Developer/builder, LeylandAlliance LLC, of Tuxedo, NY, is not a newcomer to TNDs. Warwick Grove is the firm's third project, following East Beach in Norfolk, VA, and Hammond's Ferry in North Augusta, SC. "We are building new neighborhoods based on the principles of New Urban-ism," says Steve J. Maun, president. "We also want to build on a production basis. The way we handle this challenge is to offer each of our floor plans in 4 or 5 façade versions, which gives us enormous flexibility. If someone falls in love with a floor plan, we can build next door to a similar floor plan and have a completely different façade."

In addition to focusing on traditional design, LeylandAlliance also uses traditional materials. "We use paintable materials – not vinyl – in our construction," says Maun.

Another goal at LeylandAlliance is energy efficiency. "We work closely with consultants to design energy-efficient homes," Maun says. "For example, we keep all of the air conditioning and heating chases within the conditioned envelope of the home. This has dramatically reduced energy use in the houses."

Maun cites a number of trends that he has noticed among today's homebuyers and that guide the work at LeylandAlliance. "First," he says, "there is a general shift of moving in closer to the activity point. People want to be connected to the main street. Second, people want flexibility and a lot of choice in their house plans and they want a higher level of quality and finish. At the same time, they want the efficiencies of a green house – insulation, windows and systems to keep heating and cooling costs down. And, people want neighborhoods. They want public spaces, neighborhood centers and community buildings. So we put a lot of extra effort into those spaces."

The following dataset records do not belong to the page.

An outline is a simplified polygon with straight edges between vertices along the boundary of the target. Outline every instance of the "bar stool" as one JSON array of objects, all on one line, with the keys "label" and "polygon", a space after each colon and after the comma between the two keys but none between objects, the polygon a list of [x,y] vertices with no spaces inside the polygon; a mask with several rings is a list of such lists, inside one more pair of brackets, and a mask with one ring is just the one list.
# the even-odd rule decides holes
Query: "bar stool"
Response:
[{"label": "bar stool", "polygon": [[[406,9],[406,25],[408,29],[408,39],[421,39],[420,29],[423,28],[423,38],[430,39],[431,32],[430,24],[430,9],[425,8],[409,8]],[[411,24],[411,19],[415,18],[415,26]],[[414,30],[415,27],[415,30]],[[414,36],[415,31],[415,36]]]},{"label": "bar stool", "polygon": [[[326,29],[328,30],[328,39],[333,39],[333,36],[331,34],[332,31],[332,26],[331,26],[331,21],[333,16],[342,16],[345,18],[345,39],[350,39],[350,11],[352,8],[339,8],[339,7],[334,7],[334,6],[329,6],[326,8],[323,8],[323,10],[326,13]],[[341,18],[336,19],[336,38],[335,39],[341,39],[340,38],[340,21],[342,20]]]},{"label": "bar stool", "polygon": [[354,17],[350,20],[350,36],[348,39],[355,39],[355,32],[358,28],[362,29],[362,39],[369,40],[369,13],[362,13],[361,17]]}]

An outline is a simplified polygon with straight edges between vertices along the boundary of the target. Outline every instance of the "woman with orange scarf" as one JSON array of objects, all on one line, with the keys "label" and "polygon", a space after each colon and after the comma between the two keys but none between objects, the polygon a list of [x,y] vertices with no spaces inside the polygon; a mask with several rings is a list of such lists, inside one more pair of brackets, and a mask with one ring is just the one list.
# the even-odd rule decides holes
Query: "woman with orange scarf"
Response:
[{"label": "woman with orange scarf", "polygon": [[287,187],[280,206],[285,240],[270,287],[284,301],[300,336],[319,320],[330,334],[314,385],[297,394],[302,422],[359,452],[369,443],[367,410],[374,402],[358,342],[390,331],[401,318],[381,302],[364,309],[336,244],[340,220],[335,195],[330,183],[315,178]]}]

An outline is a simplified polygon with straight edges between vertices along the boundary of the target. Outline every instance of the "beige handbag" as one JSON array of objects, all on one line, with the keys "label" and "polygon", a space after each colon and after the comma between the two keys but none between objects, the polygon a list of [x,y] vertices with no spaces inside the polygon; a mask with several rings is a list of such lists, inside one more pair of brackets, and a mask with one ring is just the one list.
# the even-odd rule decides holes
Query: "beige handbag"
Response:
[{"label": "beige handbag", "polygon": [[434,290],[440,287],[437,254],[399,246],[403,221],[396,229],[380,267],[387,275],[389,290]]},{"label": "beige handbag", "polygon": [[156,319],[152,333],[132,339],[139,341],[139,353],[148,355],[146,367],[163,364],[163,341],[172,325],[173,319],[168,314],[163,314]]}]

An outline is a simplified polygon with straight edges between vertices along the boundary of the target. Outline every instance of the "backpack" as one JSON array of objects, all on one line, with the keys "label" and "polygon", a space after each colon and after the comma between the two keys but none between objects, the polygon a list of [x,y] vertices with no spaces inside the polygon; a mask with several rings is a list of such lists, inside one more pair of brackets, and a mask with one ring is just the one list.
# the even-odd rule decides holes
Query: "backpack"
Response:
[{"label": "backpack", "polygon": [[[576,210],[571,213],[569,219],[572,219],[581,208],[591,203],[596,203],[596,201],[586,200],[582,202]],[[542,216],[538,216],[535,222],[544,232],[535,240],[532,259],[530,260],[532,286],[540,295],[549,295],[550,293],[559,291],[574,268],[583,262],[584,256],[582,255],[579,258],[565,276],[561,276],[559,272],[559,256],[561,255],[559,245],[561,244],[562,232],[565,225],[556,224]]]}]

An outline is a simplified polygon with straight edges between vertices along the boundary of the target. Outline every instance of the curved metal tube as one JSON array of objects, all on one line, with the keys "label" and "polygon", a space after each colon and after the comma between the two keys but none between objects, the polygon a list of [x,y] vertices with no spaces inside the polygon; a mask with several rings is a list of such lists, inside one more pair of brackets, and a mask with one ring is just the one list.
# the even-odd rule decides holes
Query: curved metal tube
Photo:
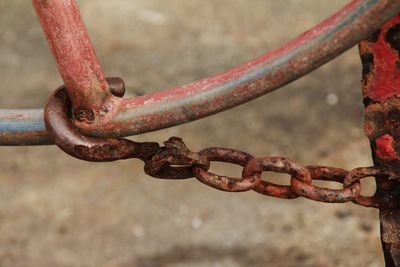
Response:
[{"label": "curved metal tube", "polygon": [[65,86],[57,89],[47,101],[45,124],[56,145],[72,157],[104,162],[128,158],[150,159],[160,147],[158,143],[137,143],[124,138],[90,137],[79,132],[69,118],[71,101]]},{"label": "curved metal tube", "polygon": [[[269,93],[325,64],[400,12],[400,0],[353,0],[286,45],[182,87],[122,99],[99,124],[78,125],[93,136],[128,136],[200,119]],[[0,110],[0,145],[51,143],[43,110]]]}]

Opened in the spring of 2005, Warwick Grove is off to a strong start. Currently, approximately 100 homes are either sold or are under construction. Maun came to Warwick because it is a classic New England village with a beautiful main street. "We were looking for land within walking distance to that main street," says Maun. The idea to make Warwick Grove into a community for active older adults was mandated by the town of Warwick, which is concerned about development and school issues. "We decided to go ahead with the project since the new neighborhood would be walkable to Main Street," says Maun. "There has been a lot of interest from other cities and communities. We think it will become an example of how development can be managed."